“A diagnosis isn’t the end, it’s a new beginning”
Throughout October, we’re sharing families’ experiences of diagnosis. Mum Carla shares her blog about her son’s diagnosis of autism and ADHD:
Charlie’s diagnosis:
“We’re a small family: myself, my husband and two children, Ava who is 12 and Charlie, age 10. When Charlie started school at five, he had a few challenging and unusual behaviours.
“School called a meeting and suggested he should have an autism referral, and were keen to get the ball rolling. We spent several months gathering all the information the medical staff needed for a diagnosis and once our referral was in, all we could do was wait. This was a long wait, filled with all the ‘what ifs’ and thinking about what would come next.
“When our day arrived, we took deep breaths and headed to the clinic. The staff were so reassuring and supportive, I felt a wave of relief. We were soon called through and the consultant confirmed what we already knew, but were worried about hearing.
“Our son has autism and ADHD – my boy, my Charlie. Although I expected this, I still found myself hit with shock and grief. I say grief as I was grieving the future that my mind had laid out when Charlie was born, and shock- was this actually happening?
“The next few weeks were a struggle, wondering how to tell people, what this means for his future and, quite selfishly, mine.”
Finding our feet:
“As I came to terms with his diagnosis and started to open up, I found an entire world hidden away that I was completely blind to. I soon made friends with supportive people, joined groups and found so many children who were just like my son.”
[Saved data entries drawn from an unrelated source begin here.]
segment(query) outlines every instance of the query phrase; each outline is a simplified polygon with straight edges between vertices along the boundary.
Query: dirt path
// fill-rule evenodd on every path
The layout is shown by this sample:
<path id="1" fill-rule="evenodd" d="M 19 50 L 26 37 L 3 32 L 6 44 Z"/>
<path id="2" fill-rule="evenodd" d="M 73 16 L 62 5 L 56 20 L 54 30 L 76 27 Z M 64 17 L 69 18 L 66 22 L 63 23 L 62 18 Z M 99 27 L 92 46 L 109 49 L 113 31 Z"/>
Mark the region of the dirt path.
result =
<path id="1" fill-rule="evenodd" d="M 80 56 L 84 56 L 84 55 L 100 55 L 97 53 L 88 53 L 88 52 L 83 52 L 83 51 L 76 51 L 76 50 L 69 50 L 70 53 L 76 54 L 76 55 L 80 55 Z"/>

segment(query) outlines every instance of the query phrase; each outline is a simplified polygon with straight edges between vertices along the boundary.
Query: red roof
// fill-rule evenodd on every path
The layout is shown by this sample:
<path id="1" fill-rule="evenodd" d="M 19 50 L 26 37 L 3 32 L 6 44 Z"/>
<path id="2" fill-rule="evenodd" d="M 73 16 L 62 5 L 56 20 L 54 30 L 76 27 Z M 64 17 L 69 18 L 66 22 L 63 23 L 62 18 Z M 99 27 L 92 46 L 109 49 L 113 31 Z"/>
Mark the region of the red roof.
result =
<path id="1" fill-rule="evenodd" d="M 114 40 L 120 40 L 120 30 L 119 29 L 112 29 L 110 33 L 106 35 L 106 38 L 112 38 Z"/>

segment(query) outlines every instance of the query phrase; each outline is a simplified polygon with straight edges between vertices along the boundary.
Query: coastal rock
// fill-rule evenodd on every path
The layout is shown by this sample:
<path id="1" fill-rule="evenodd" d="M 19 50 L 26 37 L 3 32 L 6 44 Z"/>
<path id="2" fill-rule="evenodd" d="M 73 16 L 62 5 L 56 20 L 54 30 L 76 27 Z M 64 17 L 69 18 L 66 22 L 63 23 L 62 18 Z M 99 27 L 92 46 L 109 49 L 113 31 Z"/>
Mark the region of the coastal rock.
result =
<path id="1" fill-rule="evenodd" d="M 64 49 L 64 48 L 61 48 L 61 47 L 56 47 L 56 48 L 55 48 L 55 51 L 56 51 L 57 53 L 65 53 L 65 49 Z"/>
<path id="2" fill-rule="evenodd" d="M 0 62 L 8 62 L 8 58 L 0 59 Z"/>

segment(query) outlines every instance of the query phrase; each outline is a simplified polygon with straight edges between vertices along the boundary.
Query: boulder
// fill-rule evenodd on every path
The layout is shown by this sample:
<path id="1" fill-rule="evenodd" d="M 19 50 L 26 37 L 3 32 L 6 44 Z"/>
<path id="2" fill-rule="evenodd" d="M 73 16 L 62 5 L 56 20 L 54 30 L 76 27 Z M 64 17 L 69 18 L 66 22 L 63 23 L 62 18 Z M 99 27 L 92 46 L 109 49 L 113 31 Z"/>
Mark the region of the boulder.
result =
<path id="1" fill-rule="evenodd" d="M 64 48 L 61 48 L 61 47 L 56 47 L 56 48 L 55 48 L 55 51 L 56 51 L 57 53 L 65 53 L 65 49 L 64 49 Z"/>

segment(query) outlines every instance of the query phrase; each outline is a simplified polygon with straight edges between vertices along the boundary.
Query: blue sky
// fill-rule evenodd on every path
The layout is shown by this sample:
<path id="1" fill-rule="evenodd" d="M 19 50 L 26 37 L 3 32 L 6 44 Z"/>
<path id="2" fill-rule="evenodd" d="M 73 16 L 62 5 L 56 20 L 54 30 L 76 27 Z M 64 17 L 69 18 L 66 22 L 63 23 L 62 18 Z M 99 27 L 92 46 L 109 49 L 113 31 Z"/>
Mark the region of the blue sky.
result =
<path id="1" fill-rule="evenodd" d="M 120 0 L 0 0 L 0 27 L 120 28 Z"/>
“I had a wealth of knowledge handed to me by the autism community, from support at home and telling friends and family to finding the right school.”
“I say to anyone on this journey, a diagnosis isn’t the end, it’s a new beginning.”
“Now, Charlie is amazingly settled into a Special Educational Needs school. His teachers are supportive and not just to him, but to the whole family. He has taken part in school adventures, on and off-site, with school support, and is thriving in his learning environment. His achievements haven’t stopped flooding in and we couldn’t be prouder.”
Telling siblings:
“We weren’t sure how to tell Ava, we just knew we had to tell her. I remember feeling like I’d let her down and not given her a sibling like her friends had, and I felt I had to tell her this wasn’t my fault, or my plan.
“I wondered if she would understand. We decided to be as open as possible, in as child-friendly a way as we could.
“I picked her up from school one day and took her to her favourite place for dinner. After hearing all about her fun-filled day, I asked her if she knew much about disabilities, and how different disabilities affected people. I was taken back by her understanding and willingness to understand more.
“I asked if she knew about autism, and was surprised that she did. There were children in her class, who in her words, ‘understood differently’. I was stunned, but let the conversation continue. She told me there were children in her class like Charlie. My jaw dropped. Really? She told me that the TA had been talking to them about playing and not being upset when they didn’t play, or if they were moving at carpet time that it was okay, as long as they’re not hurting anyone.
“I can honestly say at that moment in time, I was so thankful to the school for being open to the children about disabilities.”
“It made something that I kept myself up worrying over an absolute breeze. Mrs J, Thank you! After a few years of learning about ASD and watching different children. I realised Ava was also on the spectrum and she was diagnosed this year.”